Isle of Wight residents are facing unprecedented domestic energy bills. The latest estimates predict bills of around £4,650 pa from January 2023. Before the Covid pandemic fuel poverty levels were around 11% of households on the Island, they then rose to about 18%.
The Footprint Trust predicts that this will rise to around 30% of Isle of Wight households by the end of the 2023 winter. This means that some 21,000 homes will be affected, making difficult choices between heating and eating. The Footprint Trust helps around 2,000 fuel poor residents every year, through practical guidance and grants.
“Without specialist help and support many people will sit in the cold and not put heating on at all. Others will default on rent and mortgage payments or not pay their Council Tax. Some will cancel Direct Debits for fuel and finish up in Court and may ultimately be cut off…”

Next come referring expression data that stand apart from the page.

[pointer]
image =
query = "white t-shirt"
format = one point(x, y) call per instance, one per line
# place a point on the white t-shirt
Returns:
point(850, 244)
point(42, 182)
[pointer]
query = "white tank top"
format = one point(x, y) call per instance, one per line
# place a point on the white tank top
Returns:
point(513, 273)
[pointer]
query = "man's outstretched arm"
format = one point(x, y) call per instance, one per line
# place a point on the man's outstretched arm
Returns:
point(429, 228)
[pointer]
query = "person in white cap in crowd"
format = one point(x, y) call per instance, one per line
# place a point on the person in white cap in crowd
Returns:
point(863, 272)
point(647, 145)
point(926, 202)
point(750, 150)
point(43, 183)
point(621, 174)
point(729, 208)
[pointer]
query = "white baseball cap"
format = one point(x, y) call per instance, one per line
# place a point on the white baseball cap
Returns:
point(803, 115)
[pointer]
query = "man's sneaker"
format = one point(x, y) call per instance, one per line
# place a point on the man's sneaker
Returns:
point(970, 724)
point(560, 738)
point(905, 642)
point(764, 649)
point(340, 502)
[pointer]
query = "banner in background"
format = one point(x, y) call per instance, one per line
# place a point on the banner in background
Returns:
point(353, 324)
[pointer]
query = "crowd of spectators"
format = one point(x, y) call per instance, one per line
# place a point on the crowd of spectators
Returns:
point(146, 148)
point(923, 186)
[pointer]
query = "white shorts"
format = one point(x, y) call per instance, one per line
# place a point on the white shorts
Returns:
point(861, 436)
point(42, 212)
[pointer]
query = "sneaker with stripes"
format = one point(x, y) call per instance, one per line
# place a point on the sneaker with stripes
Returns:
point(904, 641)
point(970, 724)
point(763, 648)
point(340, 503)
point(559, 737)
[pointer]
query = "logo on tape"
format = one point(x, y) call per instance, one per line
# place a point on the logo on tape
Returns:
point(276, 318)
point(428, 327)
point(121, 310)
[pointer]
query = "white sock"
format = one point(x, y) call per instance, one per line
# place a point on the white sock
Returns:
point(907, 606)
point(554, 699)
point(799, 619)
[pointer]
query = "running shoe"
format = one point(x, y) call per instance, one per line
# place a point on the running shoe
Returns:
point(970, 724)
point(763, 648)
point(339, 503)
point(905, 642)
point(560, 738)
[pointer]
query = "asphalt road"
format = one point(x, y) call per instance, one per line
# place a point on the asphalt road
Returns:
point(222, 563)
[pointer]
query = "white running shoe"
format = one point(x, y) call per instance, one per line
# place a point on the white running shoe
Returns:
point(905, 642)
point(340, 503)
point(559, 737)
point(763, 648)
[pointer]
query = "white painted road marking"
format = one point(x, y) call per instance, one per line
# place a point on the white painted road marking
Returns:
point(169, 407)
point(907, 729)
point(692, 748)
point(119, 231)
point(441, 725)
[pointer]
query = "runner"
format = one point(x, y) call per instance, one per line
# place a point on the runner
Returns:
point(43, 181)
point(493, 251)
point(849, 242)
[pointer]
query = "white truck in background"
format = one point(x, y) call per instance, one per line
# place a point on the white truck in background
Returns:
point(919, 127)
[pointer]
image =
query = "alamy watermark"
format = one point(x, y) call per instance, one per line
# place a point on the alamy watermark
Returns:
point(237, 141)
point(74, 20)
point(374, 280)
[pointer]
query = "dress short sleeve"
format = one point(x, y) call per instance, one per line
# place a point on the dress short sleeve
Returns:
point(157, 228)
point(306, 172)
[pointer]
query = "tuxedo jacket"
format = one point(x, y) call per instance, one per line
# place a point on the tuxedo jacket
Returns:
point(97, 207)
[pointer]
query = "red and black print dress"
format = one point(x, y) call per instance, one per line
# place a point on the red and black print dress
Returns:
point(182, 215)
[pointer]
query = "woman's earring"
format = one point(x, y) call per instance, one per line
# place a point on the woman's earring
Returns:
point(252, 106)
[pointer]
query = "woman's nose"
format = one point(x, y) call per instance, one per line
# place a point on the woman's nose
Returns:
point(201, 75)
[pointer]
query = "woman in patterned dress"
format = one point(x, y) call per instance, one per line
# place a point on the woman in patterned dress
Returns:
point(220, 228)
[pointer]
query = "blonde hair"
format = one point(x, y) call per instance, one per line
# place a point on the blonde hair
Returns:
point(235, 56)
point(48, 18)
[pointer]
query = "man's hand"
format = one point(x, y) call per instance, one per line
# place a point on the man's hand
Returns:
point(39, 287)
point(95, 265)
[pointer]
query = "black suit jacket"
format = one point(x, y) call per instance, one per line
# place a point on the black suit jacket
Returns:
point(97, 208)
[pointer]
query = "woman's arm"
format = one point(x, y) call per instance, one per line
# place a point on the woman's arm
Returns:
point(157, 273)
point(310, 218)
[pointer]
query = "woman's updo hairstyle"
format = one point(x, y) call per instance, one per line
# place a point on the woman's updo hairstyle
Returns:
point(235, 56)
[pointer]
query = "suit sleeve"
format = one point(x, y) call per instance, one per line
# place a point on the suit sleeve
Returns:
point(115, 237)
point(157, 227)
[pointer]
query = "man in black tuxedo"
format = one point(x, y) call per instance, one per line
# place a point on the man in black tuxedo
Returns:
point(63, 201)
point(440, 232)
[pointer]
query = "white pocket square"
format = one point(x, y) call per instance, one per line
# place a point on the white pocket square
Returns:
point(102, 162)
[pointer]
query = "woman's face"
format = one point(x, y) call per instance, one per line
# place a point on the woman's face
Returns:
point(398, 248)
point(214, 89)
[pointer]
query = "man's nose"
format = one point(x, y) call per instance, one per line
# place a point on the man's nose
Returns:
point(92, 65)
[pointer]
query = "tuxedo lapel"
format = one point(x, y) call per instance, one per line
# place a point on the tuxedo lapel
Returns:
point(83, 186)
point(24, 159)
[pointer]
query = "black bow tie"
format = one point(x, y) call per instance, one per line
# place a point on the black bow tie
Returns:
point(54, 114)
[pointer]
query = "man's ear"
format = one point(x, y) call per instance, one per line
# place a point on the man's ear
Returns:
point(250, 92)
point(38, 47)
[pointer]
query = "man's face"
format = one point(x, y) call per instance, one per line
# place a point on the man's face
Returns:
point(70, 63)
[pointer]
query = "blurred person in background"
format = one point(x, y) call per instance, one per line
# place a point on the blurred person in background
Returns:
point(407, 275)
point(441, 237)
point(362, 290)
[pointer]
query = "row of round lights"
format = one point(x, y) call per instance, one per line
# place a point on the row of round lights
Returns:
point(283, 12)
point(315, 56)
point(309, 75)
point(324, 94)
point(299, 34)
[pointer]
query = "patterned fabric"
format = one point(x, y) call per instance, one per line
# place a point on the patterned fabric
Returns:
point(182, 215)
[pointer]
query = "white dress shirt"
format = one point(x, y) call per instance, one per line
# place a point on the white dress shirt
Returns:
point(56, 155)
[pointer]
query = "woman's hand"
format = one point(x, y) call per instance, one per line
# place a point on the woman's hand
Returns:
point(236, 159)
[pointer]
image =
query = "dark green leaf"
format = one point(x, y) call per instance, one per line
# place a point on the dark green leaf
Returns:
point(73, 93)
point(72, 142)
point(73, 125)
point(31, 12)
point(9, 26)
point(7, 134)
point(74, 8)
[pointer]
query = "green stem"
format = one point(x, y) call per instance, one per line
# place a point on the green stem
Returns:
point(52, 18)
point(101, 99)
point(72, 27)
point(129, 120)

Said Ray Harrington-Vail of the charity.
The Footprint Trust is concerned that its staff will struggle to cope with the number of enquiries that they are anticipating. They estimate that enquiries will go up from around 2,000 pa to over 4000 in the next 12 months. The cost of training and recruiting more staff is beyond their resources.

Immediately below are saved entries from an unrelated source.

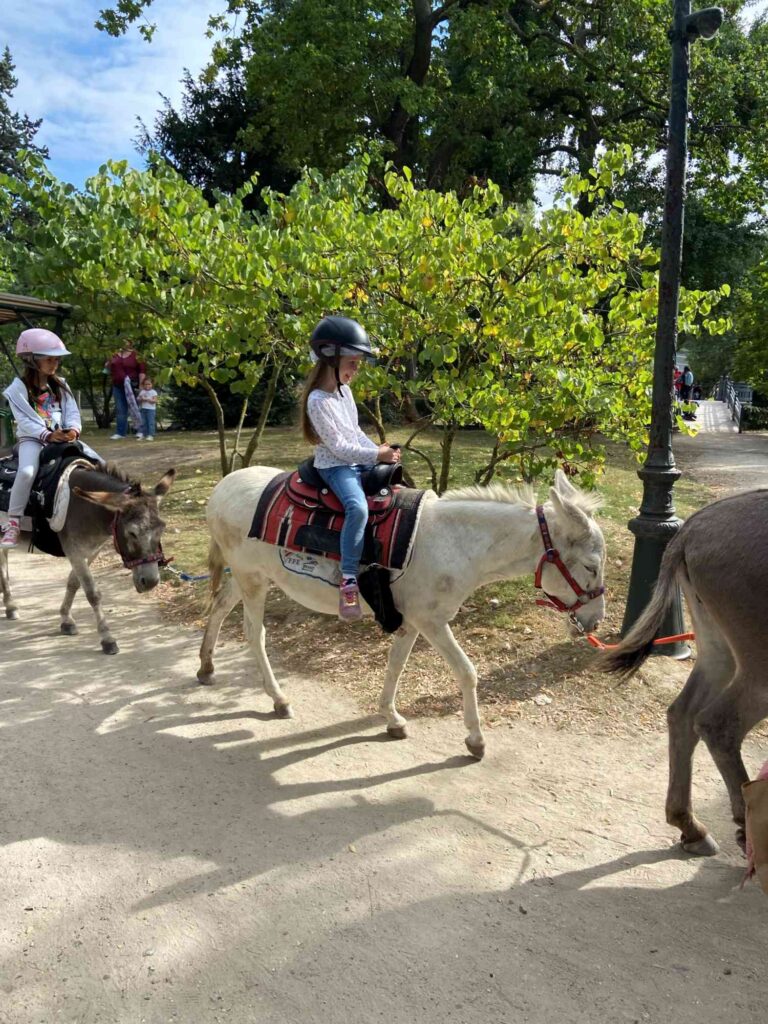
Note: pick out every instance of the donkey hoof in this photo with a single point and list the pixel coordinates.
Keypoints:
(397, 731)
(705, 847)
(476, 750)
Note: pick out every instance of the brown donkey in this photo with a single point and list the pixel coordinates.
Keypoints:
(720, 559)
(105, 507)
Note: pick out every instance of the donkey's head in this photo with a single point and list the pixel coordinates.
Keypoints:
(580, 543)
(136, 526)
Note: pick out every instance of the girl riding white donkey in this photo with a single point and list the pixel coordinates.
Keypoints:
(329, 420)
(465, 539)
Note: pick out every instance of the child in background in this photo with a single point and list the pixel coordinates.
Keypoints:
(147, 402)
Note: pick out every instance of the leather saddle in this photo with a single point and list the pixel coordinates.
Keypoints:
(307, 489)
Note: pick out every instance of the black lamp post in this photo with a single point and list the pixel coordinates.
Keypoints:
(656, 524)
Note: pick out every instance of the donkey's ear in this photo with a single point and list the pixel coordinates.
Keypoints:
(113, 500)
(563, 484)
(164, 485)
(573, 520)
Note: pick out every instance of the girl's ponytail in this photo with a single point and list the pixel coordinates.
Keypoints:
(315, 374)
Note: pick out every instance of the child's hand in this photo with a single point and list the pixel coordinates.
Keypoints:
(388, 455)
(62, 435)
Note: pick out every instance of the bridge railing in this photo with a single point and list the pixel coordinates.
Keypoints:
(731, 394)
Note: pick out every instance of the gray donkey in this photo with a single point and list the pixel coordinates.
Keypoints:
(720, 558)
(104, 506)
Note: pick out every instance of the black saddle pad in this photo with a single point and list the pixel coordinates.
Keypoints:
(53, 461)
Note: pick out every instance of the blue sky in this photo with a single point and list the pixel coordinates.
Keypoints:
(90, 88)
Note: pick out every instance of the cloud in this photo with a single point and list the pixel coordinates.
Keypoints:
(89, 88)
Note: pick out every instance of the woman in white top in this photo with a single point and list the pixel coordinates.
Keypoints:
(45, 412)
(329, 420)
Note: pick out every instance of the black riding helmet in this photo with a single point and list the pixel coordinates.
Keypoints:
(337, 336)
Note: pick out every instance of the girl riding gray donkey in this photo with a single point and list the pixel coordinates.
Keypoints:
(45, 412)
(329, 420)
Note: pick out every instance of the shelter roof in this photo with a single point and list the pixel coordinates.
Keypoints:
(25, 309)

They are to recruit volunteer ‘Energy Helpmates’ as this is an immediate and cheaper way of getting basic guidance and help to the fuel poor who, if necessary, can then be passed on to their specialist team for more tailored help.

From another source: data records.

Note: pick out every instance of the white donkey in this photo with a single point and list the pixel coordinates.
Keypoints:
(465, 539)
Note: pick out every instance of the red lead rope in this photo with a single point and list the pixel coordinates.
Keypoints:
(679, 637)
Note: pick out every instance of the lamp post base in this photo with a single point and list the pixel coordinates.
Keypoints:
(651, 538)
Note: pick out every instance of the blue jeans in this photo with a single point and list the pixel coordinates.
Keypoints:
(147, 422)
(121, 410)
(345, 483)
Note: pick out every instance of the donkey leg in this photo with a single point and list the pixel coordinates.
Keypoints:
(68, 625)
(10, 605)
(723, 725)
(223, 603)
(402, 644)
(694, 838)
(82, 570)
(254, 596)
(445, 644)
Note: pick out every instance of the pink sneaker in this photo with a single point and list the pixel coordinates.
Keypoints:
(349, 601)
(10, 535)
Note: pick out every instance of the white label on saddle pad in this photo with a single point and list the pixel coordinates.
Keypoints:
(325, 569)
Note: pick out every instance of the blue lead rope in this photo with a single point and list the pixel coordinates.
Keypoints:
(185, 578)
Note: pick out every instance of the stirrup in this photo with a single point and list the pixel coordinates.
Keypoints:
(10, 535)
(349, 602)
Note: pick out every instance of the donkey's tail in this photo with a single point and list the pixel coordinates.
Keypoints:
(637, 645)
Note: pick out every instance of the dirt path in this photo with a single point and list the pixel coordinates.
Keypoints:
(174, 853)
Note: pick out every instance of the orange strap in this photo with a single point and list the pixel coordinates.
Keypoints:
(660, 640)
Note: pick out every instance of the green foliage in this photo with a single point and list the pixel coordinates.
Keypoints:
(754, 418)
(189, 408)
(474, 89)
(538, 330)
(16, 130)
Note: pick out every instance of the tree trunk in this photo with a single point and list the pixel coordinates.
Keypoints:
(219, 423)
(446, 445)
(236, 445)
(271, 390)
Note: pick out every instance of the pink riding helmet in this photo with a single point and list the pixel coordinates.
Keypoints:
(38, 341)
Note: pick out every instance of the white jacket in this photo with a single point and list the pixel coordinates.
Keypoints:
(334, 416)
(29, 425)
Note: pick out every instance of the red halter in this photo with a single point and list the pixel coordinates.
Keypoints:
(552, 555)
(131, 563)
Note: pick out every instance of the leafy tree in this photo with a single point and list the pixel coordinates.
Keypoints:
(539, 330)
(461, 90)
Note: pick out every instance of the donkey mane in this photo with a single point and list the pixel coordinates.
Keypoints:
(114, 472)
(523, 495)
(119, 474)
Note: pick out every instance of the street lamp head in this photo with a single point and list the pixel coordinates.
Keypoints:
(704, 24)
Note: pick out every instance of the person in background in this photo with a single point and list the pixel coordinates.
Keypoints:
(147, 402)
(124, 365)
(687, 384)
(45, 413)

Their proposal is to recruit volunteers with a level of expertise in energy and related matters. Such people may be retired electricians, plumbers, gas fitters, engineers, teachers, university lecturers. But anyone would be considered who has numeracy skills and a desire to help, subject to a DBS being carried out and receiving information from the Trust and approved national City & Guilds training. There will be an informal open evening on Tuesday 6th September at 5pm in Newport to find out more.